Empathic skills are also important for students, who need to learn how to communicate with diverse patient populations, from children to seniors. Time management while providing quality of care is also a critical skill for students to learn. In the dental school setting, because of other variables such as classes, a student may only see two patients a day, one in the morning and one in the afternoon.
In the Sterling clinic, students may see four to five patients a day. Yoon oversees the students’ work, but gives them the opportunity to practice general dentistry, including exams, fillings, oral surgery and more.
“Here, we help them learn how to think critically on the spot, supported by evidence-based research and their clinical training,” Yoon says. “These are skills you really can’t practice unless you’re in a real-life situation.”

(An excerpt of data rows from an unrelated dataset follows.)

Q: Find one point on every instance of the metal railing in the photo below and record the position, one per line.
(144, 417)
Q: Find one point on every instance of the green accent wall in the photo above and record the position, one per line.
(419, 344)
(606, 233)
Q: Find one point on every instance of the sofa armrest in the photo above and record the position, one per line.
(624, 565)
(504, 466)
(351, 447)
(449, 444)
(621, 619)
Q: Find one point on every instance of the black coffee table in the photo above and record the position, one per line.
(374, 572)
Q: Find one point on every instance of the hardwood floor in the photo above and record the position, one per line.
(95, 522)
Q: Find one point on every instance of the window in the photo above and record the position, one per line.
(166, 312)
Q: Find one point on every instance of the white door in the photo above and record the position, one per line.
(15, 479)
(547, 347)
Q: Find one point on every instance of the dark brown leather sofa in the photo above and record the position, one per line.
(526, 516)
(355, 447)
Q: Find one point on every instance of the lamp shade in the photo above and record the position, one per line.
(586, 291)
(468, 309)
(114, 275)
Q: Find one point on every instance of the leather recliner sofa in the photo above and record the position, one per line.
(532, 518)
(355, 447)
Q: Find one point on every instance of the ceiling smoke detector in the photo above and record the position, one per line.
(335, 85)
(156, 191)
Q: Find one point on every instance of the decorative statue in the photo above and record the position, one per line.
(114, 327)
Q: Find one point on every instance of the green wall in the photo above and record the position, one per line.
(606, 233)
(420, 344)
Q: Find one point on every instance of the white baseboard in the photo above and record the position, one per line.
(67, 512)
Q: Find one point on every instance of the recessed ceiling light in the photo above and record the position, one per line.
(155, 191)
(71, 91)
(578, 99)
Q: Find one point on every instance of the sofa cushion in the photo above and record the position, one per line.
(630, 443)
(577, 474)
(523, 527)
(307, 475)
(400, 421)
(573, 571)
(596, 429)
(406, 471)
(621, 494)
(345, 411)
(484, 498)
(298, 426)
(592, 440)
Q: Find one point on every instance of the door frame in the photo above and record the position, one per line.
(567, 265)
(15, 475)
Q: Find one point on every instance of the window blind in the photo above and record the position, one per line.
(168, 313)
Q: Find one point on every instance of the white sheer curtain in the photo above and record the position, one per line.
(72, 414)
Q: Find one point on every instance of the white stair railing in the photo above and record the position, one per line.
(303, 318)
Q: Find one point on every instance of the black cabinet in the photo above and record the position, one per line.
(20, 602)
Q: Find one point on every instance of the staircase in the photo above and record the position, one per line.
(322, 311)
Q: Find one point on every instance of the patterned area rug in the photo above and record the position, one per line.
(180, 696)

For Yoon, providing support to students comes naturally. As a CU dental student, he rotated through the Salud Fort Lupton clinic and understands the importance of the ACTS program. Even if dental students want to take another path – orthodontics, for example – the experience they get in a community health center will be rewarding.
Many opportunities to practice in community
“Petros is the best – he was a fourth year when I was a first year and would help me even then,” Iritani says. “One of the big reasons I wanted to go to Sterling as a rotation was because of him.”
Iritani also has worked in the dental clinic at Denver Health’s Westside Family Health Center and will be assigned to the Worthmore Dental Clinic in Aurora, caring for refugees. He’ll have two more affiliations in the spring.
Iritani is applying for CU’s Graduate Orthodontics Program and hopes to join his dad’s practice. His dad, Mark Iritani, is a 1985 graduate of the CU School of Dental Medicine and also practiced in an underserved part of Colorado as a young dentist.
“ACTS is valuable because it exposes you to what it would be like to work in both public health and private practice,” Matthew Iritani says. “I think the opportunity to see patients in different situations has been beneficial – especially since I went into dentistry because I want to help people.”